The deletion, notified by the US treasury on February 3, gave no reason for the change. But a US treasury official said on background, “In August 2013, Iqbal Mirchi died in the United Kingdom, which OFAC (Office of Foreign Asset Control) has confirmed. Due to this changed circumstance, Treasury determined that Mr. Mirchi no longer meets the criteria for identification as a Tier I drug kingpin.”
“This removal from OFAC’s SDN (specially designated nationals) list does not change the veracity of the evidence of his illicit activities prior to his 2013 death,” the official added.
The treasury said Mirchi was identified as a significant foreign narcotics trafficker (or Tier I drug kingpin) pursuant to the Foreign Narcotics Kingpin Designation Act due to his international narcotics trafficking activities on June 1, 2004. US and foreign law enforcement reporting indicated that Mirchi had been involved in drug trafficking (heroin, hashish, methaqualone).
But Mirchi’s sons, Asif and Junaid Memon, who are now based in Dubai, said in a statement their late father had petitioned US authorities against the designation.
They added, “At last the truth has come out.”
Iqbal Mirchi, whose real name was Iqbal Memon, was once one of the most wanted men in the world, sought by Indian authorities for involvement in the 1993 Mumbai bombings.
“Everything they say about me is total bullshit,” Mirchi told The Guardian in an interview in 2005 in UK, where he was living then.

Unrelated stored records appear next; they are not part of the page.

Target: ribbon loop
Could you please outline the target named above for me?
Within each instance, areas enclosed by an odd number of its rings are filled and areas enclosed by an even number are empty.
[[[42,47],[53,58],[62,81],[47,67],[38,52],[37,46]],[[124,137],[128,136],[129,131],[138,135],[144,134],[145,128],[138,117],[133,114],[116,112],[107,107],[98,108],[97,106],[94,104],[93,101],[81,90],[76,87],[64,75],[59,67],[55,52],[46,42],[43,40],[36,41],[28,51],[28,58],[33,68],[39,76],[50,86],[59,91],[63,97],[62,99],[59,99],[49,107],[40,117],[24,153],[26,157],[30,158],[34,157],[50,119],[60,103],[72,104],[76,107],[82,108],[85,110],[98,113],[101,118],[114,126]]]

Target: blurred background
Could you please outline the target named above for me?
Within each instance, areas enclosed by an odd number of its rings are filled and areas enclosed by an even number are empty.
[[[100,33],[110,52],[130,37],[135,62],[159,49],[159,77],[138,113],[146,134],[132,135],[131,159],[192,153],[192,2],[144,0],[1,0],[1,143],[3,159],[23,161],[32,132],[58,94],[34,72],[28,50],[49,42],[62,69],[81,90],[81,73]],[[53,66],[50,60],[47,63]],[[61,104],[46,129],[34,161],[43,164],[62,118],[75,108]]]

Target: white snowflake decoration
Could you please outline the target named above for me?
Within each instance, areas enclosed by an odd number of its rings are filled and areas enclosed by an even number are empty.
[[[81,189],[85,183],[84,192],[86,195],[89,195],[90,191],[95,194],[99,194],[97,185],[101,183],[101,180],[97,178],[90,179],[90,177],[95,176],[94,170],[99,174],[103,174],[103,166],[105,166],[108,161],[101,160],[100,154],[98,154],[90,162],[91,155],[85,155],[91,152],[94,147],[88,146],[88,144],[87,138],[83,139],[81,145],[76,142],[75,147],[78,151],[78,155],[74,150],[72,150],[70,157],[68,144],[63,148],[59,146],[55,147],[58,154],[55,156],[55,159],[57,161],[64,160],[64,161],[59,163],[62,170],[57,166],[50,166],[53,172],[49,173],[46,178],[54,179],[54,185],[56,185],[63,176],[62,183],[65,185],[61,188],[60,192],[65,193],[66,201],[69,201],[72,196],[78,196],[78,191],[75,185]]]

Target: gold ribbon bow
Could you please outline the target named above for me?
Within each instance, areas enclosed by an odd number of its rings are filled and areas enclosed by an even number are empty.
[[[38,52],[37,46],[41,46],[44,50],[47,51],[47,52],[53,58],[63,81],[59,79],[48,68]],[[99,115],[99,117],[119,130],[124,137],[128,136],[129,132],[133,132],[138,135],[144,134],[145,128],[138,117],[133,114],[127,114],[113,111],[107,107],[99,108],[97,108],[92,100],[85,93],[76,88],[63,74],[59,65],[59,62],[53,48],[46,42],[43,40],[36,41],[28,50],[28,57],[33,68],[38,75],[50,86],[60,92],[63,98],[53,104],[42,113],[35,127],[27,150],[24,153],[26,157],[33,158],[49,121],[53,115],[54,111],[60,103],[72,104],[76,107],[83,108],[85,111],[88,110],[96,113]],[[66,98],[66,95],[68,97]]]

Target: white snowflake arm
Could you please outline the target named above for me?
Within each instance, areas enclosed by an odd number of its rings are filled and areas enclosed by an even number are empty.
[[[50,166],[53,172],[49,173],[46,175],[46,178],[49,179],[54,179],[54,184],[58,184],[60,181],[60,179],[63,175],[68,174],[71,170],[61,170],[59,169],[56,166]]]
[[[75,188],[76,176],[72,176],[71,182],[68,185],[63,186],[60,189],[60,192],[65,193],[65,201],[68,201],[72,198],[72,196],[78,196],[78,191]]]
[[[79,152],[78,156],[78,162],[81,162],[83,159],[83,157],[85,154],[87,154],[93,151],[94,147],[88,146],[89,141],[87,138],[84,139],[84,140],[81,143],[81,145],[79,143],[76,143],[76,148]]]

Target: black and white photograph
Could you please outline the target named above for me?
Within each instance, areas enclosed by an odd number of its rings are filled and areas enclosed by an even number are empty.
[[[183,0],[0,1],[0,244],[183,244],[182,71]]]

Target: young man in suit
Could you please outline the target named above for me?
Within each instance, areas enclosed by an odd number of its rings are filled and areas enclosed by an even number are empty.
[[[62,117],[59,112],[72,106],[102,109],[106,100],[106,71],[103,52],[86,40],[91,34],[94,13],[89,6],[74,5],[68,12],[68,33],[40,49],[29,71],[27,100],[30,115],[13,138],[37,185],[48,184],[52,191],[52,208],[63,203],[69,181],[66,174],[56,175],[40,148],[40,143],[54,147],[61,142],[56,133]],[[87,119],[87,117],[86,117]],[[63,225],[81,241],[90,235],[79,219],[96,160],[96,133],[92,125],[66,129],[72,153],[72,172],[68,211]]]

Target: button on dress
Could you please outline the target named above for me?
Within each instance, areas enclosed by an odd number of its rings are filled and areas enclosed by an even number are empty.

He added: “The drugs, the murder, the terrorism. All bullshit. My first crime is that I am a Muslim. My second crime is that I am a successful Muslim businessman.”
He died in London in 2013 at the age of 63.
US treasury’s Office of Foreign Assets Control enforces actions against those named to the list of special designated nationals (SDNs) under various authorities.
Mirchi was named to the SDN list in 2004 under the Kingpin Act, a 2000 law that slaps sanctions against “significant foreign narcotics traffickers” and their networks.
Designated individuals lose their assets in America and US citizens and entities are prohibited from conducting business with them.